Daegan shook his head. “The treaty says they must be cared for. Wayward mages are free citizens of the Republic. Or at least they were until the stupid internment camps. But a glister mage? For the past two centuries, they would all have been thrown on the trash towers.”
“Your treaty is worthless. No mage knows about it. And you people hide away in holes. You left Mara to fend for herself…to fend for everyone.” And he had failed to keep her safe.
Daegan looked away for a moment. “I’ve been thinking about the glister who took your mind for three days when you were a boy. Did he have markings? A necklace?”
“A necklace?” The memory was as clear as the water of the stream where he’d found it. The tuning circle that was his good luck charm had been on a leather cord.
Gregor pulled it from his pocket and held it out. “I found it at his feet. It was in a shallow creek. That’s where he caught me. I picked it up and I held it the entire time he dissected my mind. It cut into my palm. I used it to channel power, to save my sanity.”

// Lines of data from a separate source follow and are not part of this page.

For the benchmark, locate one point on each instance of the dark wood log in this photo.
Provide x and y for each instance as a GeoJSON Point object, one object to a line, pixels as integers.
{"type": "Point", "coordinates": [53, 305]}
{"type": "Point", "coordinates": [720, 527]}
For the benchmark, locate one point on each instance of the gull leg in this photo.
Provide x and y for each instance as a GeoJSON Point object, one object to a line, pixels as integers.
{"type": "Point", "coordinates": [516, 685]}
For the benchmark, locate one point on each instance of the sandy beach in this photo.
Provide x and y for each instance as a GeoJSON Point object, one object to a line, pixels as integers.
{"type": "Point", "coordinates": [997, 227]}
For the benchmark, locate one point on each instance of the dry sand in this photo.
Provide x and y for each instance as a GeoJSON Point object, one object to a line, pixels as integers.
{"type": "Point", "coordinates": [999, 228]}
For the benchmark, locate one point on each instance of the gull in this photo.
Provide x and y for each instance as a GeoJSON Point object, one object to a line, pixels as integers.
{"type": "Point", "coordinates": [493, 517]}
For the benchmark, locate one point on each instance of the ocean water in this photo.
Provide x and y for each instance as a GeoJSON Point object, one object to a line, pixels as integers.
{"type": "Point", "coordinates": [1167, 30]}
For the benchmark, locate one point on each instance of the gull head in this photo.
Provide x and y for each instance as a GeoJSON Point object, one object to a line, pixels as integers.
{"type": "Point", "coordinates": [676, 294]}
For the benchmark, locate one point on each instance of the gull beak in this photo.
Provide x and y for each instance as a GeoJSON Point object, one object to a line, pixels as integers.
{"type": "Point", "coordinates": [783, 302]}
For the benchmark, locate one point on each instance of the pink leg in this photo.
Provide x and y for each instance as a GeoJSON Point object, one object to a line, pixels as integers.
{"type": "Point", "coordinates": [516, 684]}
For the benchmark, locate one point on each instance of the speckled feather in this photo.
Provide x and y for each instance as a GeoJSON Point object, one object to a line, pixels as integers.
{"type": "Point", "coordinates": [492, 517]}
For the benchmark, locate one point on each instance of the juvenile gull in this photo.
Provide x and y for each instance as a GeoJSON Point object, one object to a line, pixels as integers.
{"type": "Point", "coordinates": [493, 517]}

Daegan sucked in a breath as if he could smell the thing. “Luck above and below. That is the mark of the glister king.” Shock softened his voice. “Tuning circles, as the mages call it, are used for pulling on the gods’ power. They originated with the glister. If he was so clumsy with your mind, then he is truly weakened.”
“That was seventeen years ago.”
But Daegan didn’t seem to register his comment. “You, guard to the glister princess, are the last known person to see the king alive. The king must have seen your destiny for what it was. He never would have hurt his daughter’s guard. Not on purpose.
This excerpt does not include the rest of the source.